As Yui and Yukino struggle with their personal feelings toward Hachiman, they all decide to struggle together. Season Finale.
Heh.
Mothers are intrusive and embarrassing no matter their personalities. Yukino's mom thought she needed adult supervision because she stayed out too late and made Haruno move in with her. Yui's mom was all sorts of excited to see this guy that her daughter kept talking about.
At the end of the episode, Hachiman admitted to himself that Yui's nice girl exterior made him filter all her actions through that perception and he did the same with Yukino's strong aloof character. Neither was exactly right, but I think Yui is being too hard on herself in feeling that having her own selfish wishes means she's a bad girl.
I'm always amazed when Yukino shows off her terrified face. It looks exactly like Komachi's face when she's worried about something. That could be a hint to how emotionally mature Yukino really is.
Speaking of Komachi - still the best imouto.
I'm glad our three main characters got another episode just to themselves. They haven't had a chance to hang out together since Episode 2.
Yes, Yui. Penguins are birds.
I quite enjoyed the inserted song which was from the first season. It was a nice way to show how far things have come since then. Also interesting that this different animation house has to re-animate those flashback scenes.
Hmm.
Sometimes the characters were so vague about what they were talking about, I couldn't tell what was happening. There was a reason for the vagueness, though. Just like their first task of the season, making an explicit confession of feelings would permanently change the group dynamic and there was no duplicate Hachiman to swoop in to make a false confession either.

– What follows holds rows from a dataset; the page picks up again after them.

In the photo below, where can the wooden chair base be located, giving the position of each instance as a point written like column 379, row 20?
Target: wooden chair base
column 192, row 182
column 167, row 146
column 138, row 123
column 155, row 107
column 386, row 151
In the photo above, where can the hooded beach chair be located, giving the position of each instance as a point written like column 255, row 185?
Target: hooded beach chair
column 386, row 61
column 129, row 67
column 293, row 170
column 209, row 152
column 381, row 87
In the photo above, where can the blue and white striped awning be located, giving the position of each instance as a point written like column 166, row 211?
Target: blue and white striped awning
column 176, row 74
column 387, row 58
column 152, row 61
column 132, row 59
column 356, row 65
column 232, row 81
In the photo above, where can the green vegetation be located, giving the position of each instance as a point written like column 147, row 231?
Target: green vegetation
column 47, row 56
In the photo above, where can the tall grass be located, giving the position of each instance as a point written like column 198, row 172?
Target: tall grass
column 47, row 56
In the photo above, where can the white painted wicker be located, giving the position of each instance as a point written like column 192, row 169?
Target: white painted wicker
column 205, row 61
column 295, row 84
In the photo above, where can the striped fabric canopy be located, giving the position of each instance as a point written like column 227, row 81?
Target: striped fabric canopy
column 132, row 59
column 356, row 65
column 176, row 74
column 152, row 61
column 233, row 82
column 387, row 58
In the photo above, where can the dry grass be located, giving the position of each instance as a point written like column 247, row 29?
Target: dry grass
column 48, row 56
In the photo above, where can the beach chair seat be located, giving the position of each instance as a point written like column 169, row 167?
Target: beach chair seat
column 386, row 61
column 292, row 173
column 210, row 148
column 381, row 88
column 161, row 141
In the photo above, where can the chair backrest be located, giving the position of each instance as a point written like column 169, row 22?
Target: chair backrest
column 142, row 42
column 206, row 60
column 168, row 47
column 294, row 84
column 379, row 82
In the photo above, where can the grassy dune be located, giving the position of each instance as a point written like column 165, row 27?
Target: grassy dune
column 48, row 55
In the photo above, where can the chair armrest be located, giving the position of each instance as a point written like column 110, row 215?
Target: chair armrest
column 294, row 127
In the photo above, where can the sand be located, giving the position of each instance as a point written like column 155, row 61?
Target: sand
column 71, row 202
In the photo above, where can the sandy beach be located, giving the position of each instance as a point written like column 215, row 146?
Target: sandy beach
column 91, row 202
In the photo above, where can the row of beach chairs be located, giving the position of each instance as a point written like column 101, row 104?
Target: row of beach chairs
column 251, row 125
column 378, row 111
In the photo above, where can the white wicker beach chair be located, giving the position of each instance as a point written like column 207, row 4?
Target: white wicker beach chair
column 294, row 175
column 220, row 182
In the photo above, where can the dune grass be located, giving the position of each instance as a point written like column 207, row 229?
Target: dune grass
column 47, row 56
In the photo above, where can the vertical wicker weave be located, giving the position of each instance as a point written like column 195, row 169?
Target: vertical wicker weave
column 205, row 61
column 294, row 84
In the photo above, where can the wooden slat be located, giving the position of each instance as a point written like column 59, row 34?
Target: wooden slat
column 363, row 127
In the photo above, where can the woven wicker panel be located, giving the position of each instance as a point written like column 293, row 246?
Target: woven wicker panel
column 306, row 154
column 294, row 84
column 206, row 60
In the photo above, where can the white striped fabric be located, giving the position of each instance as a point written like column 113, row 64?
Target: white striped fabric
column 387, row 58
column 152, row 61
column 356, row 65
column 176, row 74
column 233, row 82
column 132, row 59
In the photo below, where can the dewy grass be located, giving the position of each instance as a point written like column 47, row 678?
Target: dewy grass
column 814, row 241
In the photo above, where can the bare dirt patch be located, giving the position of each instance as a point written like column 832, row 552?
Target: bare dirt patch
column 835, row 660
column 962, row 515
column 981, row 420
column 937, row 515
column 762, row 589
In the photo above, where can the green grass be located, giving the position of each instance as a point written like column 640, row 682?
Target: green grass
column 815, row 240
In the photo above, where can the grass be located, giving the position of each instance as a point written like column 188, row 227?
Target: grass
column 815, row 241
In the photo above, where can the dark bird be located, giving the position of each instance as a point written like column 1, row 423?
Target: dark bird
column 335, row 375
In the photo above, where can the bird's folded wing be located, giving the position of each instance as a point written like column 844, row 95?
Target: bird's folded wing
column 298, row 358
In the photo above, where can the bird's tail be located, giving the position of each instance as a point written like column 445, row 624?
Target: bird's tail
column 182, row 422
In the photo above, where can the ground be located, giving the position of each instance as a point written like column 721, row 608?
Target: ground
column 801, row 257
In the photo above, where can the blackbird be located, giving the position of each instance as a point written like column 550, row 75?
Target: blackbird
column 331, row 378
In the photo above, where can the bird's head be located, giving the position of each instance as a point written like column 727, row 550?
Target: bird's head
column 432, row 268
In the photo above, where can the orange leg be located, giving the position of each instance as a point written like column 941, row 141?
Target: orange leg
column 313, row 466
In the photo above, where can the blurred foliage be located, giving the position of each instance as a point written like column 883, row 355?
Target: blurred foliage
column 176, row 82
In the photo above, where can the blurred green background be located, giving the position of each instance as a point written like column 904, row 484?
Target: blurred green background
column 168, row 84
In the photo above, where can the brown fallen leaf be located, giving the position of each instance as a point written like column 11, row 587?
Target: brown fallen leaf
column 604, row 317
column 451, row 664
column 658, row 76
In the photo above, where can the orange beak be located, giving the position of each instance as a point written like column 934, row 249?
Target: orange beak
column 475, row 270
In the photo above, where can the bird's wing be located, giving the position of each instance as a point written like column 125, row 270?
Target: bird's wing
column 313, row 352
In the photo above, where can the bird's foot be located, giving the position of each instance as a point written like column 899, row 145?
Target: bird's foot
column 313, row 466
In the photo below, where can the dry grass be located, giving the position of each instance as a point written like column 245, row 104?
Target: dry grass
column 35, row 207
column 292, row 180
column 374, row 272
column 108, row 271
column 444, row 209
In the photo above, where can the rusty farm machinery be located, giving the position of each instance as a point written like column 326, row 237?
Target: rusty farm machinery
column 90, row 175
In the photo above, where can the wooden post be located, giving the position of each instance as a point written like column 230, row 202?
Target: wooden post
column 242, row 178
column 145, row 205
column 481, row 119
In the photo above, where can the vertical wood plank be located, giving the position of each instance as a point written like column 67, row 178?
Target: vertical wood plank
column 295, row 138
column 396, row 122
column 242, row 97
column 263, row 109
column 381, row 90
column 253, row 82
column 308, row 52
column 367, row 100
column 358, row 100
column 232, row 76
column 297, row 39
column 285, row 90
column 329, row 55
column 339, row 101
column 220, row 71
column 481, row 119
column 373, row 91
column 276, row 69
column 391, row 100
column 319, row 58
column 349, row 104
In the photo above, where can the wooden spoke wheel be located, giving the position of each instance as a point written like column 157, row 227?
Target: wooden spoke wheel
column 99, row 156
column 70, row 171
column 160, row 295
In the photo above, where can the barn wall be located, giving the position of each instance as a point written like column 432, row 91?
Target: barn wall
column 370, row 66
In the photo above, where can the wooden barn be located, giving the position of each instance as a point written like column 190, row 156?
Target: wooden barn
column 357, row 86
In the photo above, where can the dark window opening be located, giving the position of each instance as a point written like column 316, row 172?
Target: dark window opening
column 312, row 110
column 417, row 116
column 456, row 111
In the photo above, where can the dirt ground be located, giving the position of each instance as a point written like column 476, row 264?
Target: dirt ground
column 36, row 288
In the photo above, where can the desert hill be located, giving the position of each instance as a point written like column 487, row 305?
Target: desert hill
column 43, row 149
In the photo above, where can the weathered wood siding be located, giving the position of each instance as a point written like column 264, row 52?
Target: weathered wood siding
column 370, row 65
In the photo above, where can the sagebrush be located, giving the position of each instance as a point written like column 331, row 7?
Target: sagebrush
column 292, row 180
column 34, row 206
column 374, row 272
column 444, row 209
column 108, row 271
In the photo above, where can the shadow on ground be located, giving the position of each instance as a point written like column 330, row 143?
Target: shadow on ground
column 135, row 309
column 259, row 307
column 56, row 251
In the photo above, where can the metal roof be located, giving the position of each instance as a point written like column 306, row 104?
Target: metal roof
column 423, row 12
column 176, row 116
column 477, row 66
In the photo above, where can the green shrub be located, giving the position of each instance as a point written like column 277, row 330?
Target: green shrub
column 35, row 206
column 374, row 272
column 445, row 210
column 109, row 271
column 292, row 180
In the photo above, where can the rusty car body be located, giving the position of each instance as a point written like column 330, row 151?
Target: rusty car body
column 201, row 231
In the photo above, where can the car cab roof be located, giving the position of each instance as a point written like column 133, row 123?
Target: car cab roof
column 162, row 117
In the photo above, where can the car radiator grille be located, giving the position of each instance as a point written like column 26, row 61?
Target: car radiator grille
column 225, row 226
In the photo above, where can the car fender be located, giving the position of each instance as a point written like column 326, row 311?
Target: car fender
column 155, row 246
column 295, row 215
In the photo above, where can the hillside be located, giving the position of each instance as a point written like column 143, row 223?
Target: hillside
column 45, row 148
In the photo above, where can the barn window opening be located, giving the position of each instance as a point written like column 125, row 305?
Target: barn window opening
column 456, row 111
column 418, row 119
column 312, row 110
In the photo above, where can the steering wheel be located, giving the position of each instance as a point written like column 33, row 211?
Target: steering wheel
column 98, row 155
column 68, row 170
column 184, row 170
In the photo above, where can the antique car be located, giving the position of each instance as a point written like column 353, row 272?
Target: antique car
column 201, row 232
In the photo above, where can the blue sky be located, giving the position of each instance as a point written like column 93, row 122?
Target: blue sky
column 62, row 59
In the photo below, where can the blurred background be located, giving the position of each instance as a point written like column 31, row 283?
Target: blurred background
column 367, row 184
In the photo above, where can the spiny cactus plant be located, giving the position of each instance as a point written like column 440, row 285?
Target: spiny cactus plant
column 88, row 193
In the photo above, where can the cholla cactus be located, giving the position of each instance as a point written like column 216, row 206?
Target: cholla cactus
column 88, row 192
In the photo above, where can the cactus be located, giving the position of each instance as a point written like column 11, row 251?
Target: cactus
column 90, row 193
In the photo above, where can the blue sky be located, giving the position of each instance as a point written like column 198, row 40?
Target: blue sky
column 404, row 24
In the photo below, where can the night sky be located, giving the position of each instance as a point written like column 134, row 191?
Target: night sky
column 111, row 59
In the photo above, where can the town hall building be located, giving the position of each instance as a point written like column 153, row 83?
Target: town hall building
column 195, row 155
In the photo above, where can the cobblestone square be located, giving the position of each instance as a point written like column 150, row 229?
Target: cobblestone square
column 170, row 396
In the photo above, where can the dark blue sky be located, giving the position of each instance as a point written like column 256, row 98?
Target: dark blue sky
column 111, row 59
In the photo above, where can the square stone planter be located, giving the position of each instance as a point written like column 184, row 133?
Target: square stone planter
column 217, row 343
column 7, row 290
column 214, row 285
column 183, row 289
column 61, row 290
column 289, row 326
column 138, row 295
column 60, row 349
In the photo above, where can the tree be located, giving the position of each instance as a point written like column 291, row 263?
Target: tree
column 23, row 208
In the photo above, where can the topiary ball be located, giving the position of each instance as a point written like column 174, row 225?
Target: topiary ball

Going forward, we know that Hachiman wants real relationships without the polite fakeness necessary to keep a group together. He wants a real group. Yukino needs to decide on her own life direction without just going with the flow or following someone else's directions. This is why even her preference of becoming student council president wouldn't have been best for her, which is why Yui also ran. And Yui made some cookies. Okay, she made some cookies by herself because she wanted to show affection, not for any other transactional circumstances. She also wants to confess her feelings to Hachiman, but she doesn't want to do it before Yukino admits to herself her own attraction.
So, there was some movement this season. We only knew that because the characters used the aquarium exhibits as occasions to think about and talk about them. A bit heavy-handed, but I actually welcomed that since we haven't had that much time to spend in our main characters' heads this season. They're all still together, but their group's direction will also factor into whatever decisions they make as they enter their last year of high school. Hopefully, Hachiman will have the help of Yui and Yukino in solving tasks where he won't have to sacrifice his reputation and social standing anymore.
Final Thoughts.
I really looked forward to the continuation of the story of our anti-hero Hachiman and I was not disappointed. I appreciated how reckless he was becoming with his ideas and how his friends were not willing to go along with them. That introduced a new tension, which at times was excruciating to watch. In the first season, his approach was novel, but Yukino and Yui were not at the point where they cared what other people thought of him. As they developed their own feelings toward him, seeing him socially hurt also hurt their own feelings.
The climax of the season for me was when Hachiman's solution to preserving the Service Club was to ignore the request of Iroha to lose the presidential election. He decided to make her president, first by convincing her to want it, by a ruse of course, but then he made it a reality with the conclusion of the Christmas event arc. Iroha no longer needed him to carry her heavy bags. He had chosen a solution that ultimately did not preserve a status quo, but made something greater. Not only that, the true reconciliation between Hachiman, Yui and Yukino happened right beforehand. John Donne wrote that "No man is an island," and Hachiman's story is his own meditation on what that means.